Since I became a minor authority on the biography of Rabbi Spektor on the basis of my writings on this blog, I have received many messages from people claiming a family relationship with him. Most of these have turned out to be spurious, as was our own original supposition based on family lore.
This message immediately got my attention because many of the facts were in agreement with my research. The informant had correct names and ages for the three Rabinowitz children I knew about—Joseph, Eliezer and Bluma—and also knew of two additional sons. We had the same name for Chaim's wife, Faiga or Feige, but different names for the wife's father.
I have known this man from various sources including Wikipedia as Joseph Böhmer, the rabbi of Slutsk. My correspondent wrote that Feiga's father was the famous Reb Yoselle, Yosef Peimer, the rabbi of Slutsk. Searching for Yosef Peimer confirmed that he had been the much loved rabbi of Slutsk from 1829 to 1874. Slowly it dawned on me that Yosef Peimer and Joseph Böhmer were one and the same person.
My correspondent shared a manuscript written by a relative on the life and times of Reb Yoselle, in which we learn he was originally from Zamut in western Lithuania, grew up in Slutsk in the Minsk region, studied at the great Volozhin yeshiva, and returned in his 30s to become rabbi in his home city.

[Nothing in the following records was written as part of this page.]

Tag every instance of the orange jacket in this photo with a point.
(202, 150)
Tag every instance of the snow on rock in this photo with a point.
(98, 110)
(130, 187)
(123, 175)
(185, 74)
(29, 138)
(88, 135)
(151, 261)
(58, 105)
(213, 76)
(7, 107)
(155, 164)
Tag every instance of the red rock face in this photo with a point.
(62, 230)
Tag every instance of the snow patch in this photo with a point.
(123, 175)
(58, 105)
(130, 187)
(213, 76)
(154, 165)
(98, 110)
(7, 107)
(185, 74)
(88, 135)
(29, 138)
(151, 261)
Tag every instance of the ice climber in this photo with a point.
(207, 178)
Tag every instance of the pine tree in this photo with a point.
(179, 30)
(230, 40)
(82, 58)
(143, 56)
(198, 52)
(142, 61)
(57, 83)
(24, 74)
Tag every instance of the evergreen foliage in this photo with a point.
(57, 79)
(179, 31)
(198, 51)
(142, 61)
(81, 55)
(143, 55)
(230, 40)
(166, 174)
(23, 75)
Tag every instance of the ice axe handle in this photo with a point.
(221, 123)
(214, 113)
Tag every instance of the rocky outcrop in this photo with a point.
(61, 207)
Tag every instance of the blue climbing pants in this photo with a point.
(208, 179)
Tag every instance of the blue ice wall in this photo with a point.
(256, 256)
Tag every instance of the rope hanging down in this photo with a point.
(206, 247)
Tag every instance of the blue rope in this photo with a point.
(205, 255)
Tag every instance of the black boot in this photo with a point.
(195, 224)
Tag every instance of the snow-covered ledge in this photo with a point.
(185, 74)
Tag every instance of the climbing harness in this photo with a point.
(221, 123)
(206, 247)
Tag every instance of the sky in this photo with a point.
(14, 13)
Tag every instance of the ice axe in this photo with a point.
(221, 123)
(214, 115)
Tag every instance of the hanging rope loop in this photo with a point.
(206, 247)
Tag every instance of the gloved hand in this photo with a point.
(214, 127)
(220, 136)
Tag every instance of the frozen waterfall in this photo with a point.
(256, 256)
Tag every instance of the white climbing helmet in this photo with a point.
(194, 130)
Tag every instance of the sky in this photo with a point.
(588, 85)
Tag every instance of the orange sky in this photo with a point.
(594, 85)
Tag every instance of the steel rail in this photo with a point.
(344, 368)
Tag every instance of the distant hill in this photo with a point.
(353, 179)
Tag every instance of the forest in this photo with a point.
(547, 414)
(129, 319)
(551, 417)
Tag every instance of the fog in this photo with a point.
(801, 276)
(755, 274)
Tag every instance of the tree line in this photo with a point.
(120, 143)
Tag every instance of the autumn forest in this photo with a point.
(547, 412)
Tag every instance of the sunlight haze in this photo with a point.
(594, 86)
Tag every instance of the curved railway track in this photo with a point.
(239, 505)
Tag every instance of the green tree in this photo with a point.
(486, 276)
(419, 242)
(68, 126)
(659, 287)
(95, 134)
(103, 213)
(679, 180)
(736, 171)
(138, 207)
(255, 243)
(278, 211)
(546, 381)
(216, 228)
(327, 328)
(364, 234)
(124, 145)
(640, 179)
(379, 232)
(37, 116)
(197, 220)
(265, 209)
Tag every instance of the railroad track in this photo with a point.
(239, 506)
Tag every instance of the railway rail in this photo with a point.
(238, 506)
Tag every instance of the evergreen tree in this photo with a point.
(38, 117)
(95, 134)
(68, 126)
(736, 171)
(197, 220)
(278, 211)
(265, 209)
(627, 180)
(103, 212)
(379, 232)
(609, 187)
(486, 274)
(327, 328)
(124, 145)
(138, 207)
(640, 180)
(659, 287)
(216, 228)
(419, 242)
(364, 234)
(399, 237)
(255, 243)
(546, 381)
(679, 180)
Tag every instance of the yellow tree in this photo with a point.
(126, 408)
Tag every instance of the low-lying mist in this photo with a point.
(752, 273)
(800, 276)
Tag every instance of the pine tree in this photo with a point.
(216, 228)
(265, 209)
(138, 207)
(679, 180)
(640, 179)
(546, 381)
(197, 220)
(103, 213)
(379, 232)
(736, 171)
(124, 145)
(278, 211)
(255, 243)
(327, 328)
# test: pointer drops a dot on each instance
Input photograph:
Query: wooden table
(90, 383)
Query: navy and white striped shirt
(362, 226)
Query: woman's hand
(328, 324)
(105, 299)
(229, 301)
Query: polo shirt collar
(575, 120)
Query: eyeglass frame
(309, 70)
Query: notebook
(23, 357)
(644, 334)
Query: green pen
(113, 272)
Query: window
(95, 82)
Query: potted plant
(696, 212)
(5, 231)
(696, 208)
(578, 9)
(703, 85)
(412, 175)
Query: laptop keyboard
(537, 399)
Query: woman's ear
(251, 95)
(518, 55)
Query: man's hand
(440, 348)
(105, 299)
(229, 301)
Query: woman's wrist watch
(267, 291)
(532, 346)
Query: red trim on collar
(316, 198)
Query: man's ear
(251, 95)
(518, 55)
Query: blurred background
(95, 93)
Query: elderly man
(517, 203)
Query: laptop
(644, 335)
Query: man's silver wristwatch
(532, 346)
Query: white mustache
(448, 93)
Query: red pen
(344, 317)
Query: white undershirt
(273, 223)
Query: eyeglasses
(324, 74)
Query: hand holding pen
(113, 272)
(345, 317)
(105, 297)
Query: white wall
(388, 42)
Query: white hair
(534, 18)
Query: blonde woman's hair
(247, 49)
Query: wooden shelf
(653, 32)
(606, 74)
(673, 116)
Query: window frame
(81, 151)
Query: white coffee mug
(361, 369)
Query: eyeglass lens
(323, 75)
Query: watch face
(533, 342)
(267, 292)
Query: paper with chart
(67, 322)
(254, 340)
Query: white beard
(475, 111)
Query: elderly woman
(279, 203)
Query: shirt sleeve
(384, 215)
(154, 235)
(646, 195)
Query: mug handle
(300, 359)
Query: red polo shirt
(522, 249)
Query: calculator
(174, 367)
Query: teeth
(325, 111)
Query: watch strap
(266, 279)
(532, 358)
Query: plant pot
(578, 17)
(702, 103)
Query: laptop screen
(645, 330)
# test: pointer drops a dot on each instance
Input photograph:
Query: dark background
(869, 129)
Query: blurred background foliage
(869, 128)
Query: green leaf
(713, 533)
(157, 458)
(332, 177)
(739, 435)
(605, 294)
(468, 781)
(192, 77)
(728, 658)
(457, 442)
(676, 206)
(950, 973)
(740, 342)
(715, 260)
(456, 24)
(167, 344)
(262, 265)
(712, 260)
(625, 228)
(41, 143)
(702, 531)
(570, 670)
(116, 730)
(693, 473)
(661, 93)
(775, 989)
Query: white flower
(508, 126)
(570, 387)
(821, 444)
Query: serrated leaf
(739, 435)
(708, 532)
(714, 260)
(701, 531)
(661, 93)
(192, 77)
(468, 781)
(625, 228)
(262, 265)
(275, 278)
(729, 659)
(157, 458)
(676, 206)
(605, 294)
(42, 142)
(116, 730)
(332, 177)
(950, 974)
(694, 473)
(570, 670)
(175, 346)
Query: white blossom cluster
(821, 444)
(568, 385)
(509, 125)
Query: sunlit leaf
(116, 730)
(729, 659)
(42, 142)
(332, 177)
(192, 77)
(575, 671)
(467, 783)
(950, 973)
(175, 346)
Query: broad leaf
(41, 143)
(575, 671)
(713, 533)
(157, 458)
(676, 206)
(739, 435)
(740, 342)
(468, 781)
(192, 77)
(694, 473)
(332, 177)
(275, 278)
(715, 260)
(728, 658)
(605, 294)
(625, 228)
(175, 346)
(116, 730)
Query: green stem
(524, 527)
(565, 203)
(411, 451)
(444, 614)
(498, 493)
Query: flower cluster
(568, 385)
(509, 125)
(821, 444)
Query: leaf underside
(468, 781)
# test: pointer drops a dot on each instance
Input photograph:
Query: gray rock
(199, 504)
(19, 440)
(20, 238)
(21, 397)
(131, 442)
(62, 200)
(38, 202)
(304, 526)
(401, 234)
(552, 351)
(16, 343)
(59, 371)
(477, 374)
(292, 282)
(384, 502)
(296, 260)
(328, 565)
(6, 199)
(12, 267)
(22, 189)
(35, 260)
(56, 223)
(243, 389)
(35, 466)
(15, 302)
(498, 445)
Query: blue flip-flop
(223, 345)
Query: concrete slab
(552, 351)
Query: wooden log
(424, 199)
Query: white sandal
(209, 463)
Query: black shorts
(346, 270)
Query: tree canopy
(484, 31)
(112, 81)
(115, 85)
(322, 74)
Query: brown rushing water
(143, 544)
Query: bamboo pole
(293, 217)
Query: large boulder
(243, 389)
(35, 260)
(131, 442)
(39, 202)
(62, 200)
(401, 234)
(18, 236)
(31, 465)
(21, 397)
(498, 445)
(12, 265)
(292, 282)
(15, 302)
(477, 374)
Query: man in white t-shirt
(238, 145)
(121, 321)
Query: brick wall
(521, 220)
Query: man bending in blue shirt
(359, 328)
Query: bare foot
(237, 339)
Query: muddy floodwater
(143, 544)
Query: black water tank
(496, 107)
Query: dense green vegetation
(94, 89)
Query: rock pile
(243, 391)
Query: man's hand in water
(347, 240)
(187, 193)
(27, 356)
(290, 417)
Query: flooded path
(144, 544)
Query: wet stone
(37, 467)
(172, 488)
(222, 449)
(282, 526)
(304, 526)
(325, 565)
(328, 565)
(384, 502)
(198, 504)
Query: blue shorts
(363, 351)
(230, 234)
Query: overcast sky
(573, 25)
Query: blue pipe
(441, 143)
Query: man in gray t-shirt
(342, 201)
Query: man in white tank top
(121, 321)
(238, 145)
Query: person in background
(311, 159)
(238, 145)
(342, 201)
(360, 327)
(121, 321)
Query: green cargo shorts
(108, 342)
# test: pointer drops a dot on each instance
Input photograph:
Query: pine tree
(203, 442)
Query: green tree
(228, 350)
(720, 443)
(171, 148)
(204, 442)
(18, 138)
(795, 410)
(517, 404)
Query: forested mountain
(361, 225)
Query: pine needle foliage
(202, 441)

Rabbi Peimer was about 20 years older than Rabbi Spektor. By the 1850s, Reb Yoselle was at the height of his fame and power while Rav Yitzhok was an up-and-coming rabbinical star, recently appointed to the chair in Novogrodok, about 100 miles from Slutsk, after a series of successful tenures in smaller regional towns.
It is in this period that Spektor's son Chaim, also learned in Torah study, was ready to be married. It seems that the marriage between the offspring of two of the most renowned Litvak rabbis of the time would have been a most auspicious event. Reb Yoselle passed away in 1874 and some time after that his son, Meir, became the rabbi of Slutsk.
Meir's son, also named Joseph Peimer, emigrated to America in the 1900s and came to be the rabbi of Temple Beth El in Brooklyn. In 1925, Peimer wrote what he knew of the family of his father's sister Feiga in a letter to another relative. The image above is from an unsent draft of the letter that Peimer kept. On page 10, he writes about the Rabinowitz family. Here is my correspondent's rough rendering:
Feiga had four sons, and these are their names. The oldest is Meir and he is now is Paris and he sells expensive stones and watches. The second son is Eliezer Isser Rabinowitz, who was a doctor in Yekatirnaslav. He became very rich and is now in Tel Aviv. The third son is Rav Yosef Rabinowitz, and he lived with the Rav Hagaon R' Yitzchok Elchonon, and learned a lot from the Torah Scholars. He is now in Moscow. The fourth is Yaakov and he learned under the Torah giants. And one daughter Bluma who never married.
So those are the new details on the children of Chaim Rabinowitz. The source seems credible and some of the information checks out with what we already knew. I am ready to accept this as confirmation of two additional male children, Meir and Yaakov, who we didn't have before, plus new life details on Eliezer's profession and Yosef's location in 1925.
Thank you to my correspondent for providing this valuable information.